Следует еще раз подчеркнуть, что в обществах восточной культуры индивидуальность у людей выражена не менее, а может быть, более ярко, поскольку не стеснена рамками узкой замкнутости, но упомянутая грань, отделяющая личное «я» от социальной среды, как бы размыта, прозрачна. Пределы души, как например, в нашей национальной традиции, раздвинуты до границ социальной среды, которая чаще всего предстает в виде общины.
Именно этим община (у нас в последнее историческое время она может приобретать форму трудового коллектива) отличается от аналогичного западного социального образования, чаще всего именуемого понятием «команда». В команде индивидуальная замкнутость не нарушается, члены ее объединены только в рамках решения деловой задачи. В общине же душа человека предполагает открытость, и даже не интегрированность, а некую совместную жизнь.
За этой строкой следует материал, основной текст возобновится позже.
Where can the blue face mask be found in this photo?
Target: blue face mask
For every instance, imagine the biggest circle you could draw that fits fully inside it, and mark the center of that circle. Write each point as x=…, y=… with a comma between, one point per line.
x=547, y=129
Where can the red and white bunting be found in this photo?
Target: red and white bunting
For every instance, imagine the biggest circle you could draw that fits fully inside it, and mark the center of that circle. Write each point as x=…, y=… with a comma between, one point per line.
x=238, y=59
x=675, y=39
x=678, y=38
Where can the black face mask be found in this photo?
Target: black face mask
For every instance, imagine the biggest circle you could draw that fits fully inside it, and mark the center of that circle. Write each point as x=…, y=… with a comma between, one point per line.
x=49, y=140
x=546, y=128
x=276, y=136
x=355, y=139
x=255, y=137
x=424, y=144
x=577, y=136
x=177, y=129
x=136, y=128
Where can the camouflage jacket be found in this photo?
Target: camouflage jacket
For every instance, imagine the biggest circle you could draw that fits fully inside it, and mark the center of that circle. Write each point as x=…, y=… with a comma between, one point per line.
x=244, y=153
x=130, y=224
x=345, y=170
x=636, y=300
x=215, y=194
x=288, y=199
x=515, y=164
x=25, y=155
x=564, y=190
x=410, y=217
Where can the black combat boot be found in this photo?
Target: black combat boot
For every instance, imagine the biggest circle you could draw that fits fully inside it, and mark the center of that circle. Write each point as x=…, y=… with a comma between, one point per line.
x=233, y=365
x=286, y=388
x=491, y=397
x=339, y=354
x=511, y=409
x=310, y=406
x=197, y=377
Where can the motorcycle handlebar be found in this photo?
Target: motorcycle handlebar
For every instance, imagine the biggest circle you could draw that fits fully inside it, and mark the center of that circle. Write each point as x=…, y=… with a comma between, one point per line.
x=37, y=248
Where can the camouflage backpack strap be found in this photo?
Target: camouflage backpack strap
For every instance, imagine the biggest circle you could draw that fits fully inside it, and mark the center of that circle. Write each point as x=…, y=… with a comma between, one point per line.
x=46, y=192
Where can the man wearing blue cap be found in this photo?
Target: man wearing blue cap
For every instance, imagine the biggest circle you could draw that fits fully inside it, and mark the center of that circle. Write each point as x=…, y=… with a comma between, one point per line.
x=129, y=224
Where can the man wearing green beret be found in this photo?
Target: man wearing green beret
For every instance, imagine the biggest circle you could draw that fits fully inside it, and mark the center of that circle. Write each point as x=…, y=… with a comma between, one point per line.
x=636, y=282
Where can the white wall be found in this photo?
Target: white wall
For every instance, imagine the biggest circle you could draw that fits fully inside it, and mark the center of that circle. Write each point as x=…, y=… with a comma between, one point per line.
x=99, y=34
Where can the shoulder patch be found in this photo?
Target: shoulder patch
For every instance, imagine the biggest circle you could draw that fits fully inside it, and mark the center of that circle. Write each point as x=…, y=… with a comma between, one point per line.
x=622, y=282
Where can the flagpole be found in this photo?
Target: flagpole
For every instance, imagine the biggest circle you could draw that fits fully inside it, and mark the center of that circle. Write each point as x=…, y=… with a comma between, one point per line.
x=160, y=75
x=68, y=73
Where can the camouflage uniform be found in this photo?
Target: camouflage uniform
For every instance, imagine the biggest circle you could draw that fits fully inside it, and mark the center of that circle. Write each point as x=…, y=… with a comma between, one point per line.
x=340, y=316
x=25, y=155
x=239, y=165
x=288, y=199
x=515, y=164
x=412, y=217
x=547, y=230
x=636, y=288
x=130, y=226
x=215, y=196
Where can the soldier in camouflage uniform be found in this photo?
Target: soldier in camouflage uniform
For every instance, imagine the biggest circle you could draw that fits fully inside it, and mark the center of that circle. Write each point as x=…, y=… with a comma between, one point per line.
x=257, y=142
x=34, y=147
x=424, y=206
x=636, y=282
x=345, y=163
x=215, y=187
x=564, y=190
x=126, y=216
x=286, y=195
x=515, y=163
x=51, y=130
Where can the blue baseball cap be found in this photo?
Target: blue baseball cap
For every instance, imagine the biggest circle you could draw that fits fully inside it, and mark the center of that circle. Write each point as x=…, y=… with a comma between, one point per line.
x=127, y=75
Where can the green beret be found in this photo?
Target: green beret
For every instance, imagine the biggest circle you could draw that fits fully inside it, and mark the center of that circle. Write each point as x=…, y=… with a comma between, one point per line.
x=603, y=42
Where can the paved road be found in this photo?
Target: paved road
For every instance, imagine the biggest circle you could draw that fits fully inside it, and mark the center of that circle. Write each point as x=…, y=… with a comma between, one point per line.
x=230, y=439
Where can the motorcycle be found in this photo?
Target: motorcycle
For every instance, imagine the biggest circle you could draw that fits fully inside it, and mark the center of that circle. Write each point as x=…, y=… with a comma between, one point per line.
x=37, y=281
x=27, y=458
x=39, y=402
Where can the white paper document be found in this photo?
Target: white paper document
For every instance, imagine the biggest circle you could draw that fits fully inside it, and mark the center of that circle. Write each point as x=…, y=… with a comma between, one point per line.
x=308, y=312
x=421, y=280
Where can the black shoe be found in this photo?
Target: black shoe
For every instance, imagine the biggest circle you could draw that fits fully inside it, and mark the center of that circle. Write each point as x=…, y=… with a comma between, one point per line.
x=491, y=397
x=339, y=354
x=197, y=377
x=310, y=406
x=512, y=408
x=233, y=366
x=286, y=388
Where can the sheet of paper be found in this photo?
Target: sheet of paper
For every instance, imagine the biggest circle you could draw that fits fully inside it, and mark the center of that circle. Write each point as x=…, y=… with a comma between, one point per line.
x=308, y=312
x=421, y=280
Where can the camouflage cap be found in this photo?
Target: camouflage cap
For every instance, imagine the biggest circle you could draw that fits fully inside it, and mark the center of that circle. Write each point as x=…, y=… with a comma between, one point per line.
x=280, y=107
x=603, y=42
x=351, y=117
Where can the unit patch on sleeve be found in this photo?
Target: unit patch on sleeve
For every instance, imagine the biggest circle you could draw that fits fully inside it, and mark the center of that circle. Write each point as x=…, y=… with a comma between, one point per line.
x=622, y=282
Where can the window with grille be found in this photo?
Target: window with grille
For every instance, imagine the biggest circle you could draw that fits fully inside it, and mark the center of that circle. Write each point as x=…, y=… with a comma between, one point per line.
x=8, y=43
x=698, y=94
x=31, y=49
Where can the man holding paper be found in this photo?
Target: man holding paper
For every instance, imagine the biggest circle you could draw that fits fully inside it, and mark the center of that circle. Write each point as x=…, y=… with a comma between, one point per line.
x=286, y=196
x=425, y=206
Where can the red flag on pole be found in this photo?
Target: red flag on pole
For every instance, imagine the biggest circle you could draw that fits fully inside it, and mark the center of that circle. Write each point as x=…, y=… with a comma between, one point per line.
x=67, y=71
Два важных следствия вытекают из этого основополагающего отличия традиционного для Запада национального духа и, скажем, российского. На Западе равенство понимается как равенство возможностей (то есть только предполагаемое, существующее в известной мере только теоретически) при сложившемся по реализации этих возможностей фактическом неравенстве, при разветвленной градации социального статуса. В России равенство – это то равенство, которое существует между членами одной семьи несмотря на разницу в возрасте, жизненном опыте; то есть это равенство как бы от Бога, оно неизменно и не зависит от реальных жизненных обстоятельств, от возможностей самого индивида. В общине люди равны по отношению к некоей внешней среде, к обществу в целом, то есть в фундаментальных своих правах, но могут быть неравны, в соответствии с заслугами, внутри самой общины. Нагляднее всего это выражается в сущностных отличиях православной и западной (католической и протестантской) религии, что отмечает в цитируемом уже труде К. П. Победоносцев: «Ни в чем так явственно, как в церкви, не ощущается различие между общественным духом и складом англо-саксонского и, например, русского племени. В английской церкви сильнее, чем где-либо, является у русского человека такая мысль: много здесь хорошего, но все-таки – как я рад, что родился и живу в России. У нас в церкви можно забыть обо всех сословных и общественных различиях, отрешиться от мирского положения, слиться совершенно с народным собранием перед лицом Бога. Наша церковь большей частию и создана на всенародные деньги, так что рубль от гроша различить невозможно; во всяком случае, церковь наша есть всенародное дело и всенародное достояние. Оттого она всем нам вдвое дороже, что, входя в нее, последний нищий чувствует совершенно так же, как и первый вельможа, что это – его церковь. Церковь – единственное место (какое счастье, что у нас есть такое место!), где последнего бедняка в рубище никто не спросит: зачем ты пришел сюда и кто ты такой? – где богатый не может сказать бедному: твое место не возле меня, а сзади».4
Делая скидку на некоторую идеализацию отношений, допущенную К. П. Победоносцевым по понятным и объяснимым причинам, мы естественно должны признать, что реально российского общество было не совсем таким, как оно рисуется обер-прокурору святейшего Синода, или может быть даже совсем не таким. Но только и пресловутое равенство возможностей, лежащее в основании американского представления о свободе, в реальной жизни тоже не так уж безусловно. Победоносцев ведь говорит об идеале, в котором отражена сущность, и если мы хотим говорить о сути национального духа, то должны заранее представлять, что в реальной жизни эта суть может быть растворена во множестве частностей и редко встречаться в чистом, так сказать, виде.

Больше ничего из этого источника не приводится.